Zunächst sollten Sie bedenken, wie groß die Pflanze im ausgewachsenen Zustand wird. Wählen Sie am besten eine Sorte mit kompakter Wuchsform. Das gilt zum Beispiel für die Waldrebe 'Baby Star'. Sie wird höchstens 1,5 Meter hoch und eignet sich deshalb ideal für einen Topf auf dem Balkon. Denn je größer die Pflanze wird, desto größer muss auch der Topf sein, der Ihre neue Schützlingin aufnehmen soll. Auf der Website von Promesse de Fleurs finden Sie eine Auswahl an Waldreben für Töpfe. Die Auswahl ist jedoch groß. Für die Entscheidung sollten Sie mit Farben und Blattformen spielen. Die Waldrebe 'Early Sensation' eignet sich beispielsweise gut für die Kultur im Topf. Außerdem besitzt sie immergrünes Laub. Andere Sorten blühen sehr lange, wieder andere verströmen einen angenehmen Duft.

Waldrebe 'Baby Star'
Waldrebe 'Baby Star'

Achten Sie beim Pflanzen darauf, den Topfboden gut zu drainieren. Waldreben vertragen keine Staunässe. Verwenden Sie am besten eine nährstoffreiche Erde, die Sie gegebenenfalls mit Kompost anreichern. Anschließend braucht Ihre Kletterpflanze eine Rankhilfe, zum Beispiel ein hölzernes Rankgitter oder eine Bambuspyramide. Wenn Sie genügend Platz haben, lassen Sie sie an den Zweigen eines nah gepflanzten Strauchs emporranken. Ich selbst habe einfach Edelstahldrähte angebracht und mit Haken befestigt. Die Ranken der Waldrebe fanden problemlos Halt daran!

Auch hier gilt das Gleiche wie im Garten: Der Fuß steht im Schatten, die Triebspitzen in der Sonne! Meistens ist Sonne der Schlüssel zu einer üppigen Blüte, vorausgesetzt, Sie gießen regelmäßig. Die Waldrebe benötigt außerdem einen kühlen Wurzelbereich. Wir alle kennen den Trick mit der alten Dachziegel, die den Pflanzenfuß schützt. Noch besser ist es jedoch, Pflanzenverbände zu schaffen, die diese Aufgabe übernehmen. Gut buschige und nicht zu anspruchsvolle Stauden können mit der Waldrebe im Topf zusammenwachsen und ihr den nötigen Schatten spenden. Meine persönliche Lieblingskombination? Natürlich Storchschnabel! Er ist pflegeleicht und blüht sehr reich. Damit ist er der ideale Begleiter für eine Kletterpflanze im Topf.

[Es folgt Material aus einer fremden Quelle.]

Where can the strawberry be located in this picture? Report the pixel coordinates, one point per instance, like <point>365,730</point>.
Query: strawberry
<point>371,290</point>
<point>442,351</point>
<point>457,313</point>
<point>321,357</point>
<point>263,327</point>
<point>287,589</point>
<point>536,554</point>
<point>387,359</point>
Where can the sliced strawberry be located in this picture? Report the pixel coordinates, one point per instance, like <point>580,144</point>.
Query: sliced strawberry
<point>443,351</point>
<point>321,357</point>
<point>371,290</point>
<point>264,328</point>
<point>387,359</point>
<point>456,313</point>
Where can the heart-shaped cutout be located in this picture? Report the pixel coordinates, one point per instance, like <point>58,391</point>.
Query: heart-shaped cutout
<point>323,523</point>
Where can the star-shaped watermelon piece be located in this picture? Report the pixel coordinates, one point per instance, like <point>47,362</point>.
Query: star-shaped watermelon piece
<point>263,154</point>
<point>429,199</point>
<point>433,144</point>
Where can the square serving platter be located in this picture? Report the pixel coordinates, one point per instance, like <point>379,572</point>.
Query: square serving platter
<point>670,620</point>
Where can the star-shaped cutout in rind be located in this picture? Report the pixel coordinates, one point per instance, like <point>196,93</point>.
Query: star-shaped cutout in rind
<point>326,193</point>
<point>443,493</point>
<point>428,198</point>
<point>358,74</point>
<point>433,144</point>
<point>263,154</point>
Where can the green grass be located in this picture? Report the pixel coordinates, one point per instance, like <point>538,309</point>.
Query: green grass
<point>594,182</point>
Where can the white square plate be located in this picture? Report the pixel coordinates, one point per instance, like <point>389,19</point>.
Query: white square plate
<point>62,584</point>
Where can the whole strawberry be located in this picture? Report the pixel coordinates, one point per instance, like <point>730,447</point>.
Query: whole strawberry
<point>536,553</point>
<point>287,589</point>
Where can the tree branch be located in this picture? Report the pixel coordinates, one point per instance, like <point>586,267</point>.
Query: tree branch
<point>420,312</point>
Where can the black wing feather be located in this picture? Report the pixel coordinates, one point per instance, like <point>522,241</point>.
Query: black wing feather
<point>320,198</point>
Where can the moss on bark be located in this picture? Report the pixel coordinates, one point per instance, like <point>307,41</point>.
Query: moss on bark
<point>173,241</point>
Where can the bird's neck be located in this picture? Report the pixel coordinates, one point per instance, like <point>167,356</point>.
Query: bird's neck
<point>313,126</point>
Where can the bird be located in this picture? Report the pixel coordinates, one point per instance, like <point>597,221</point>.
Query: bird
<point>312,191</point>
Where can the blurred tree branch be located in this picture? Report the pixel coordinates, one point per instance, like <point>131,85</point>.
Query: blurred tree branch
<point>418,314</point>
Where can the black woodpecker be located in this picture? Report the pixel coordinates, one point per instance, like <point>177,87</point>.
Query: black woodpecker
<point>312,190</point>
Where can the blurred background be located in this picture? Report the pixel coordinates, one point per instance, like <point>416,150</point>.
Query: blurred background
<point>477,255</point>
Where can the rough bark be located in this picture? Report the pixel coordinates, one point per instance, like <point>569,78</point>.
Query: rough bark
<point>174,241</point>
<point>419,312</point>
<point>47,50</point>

Mein Test: Waldreben und Storchschnabel kombiniert

  • Im Schatten: Die Waldrebe 'Sweet Summer Love' an einem stärker beschatteten Fenster hat erstaunlich reich geblüht! Ihre mittlere Wuchshöhe eignet sich für die Kultur im Topf. Außerdem verströmen ihre Blüten einen angenehm süßen Duft. Ich habe sie mit dem bekannten und unermüdlich blühenden Storchschnabel 'Orion' kombiniert. Die beiden Pflanzen sehen zusammen sehr hübsch aus, sogar im Schatten! Zusätzlich habe ich eine kleine Fuchsie dazugesetzt. Alle drei scheinen problemlos miteinander auszukommen. Allerdings muss ich den Topf mit weniger als 30 cm Durchmesser im nächsten Jahr vermutlich austauschen.
  • In der Sonne: Die Waldrebe 'Dancing Dorien' steht zusammen mit einem weiteren Storchschnabel in einem Zinktopf: 'Dragon Heart'. Er erfreut mich bereits seit einem Monat ununterbrochen. Mitte Juni ließ die Blüte etwas nach, weil ich ein- oder zweimal das Gießen versäumt hatte. Danach setzte sie umso üppiger wieder ein. Der Storchschnabel harmoniert wunderbar mit den weißen, gefüllten Blüten von 'Dancing Dorien', die gerade erst zu blühen beginnt.

Das Ergebnis? Zwei blühende Fensterplätze, die hoffentlich den ganzen Sommer über schön bleiben.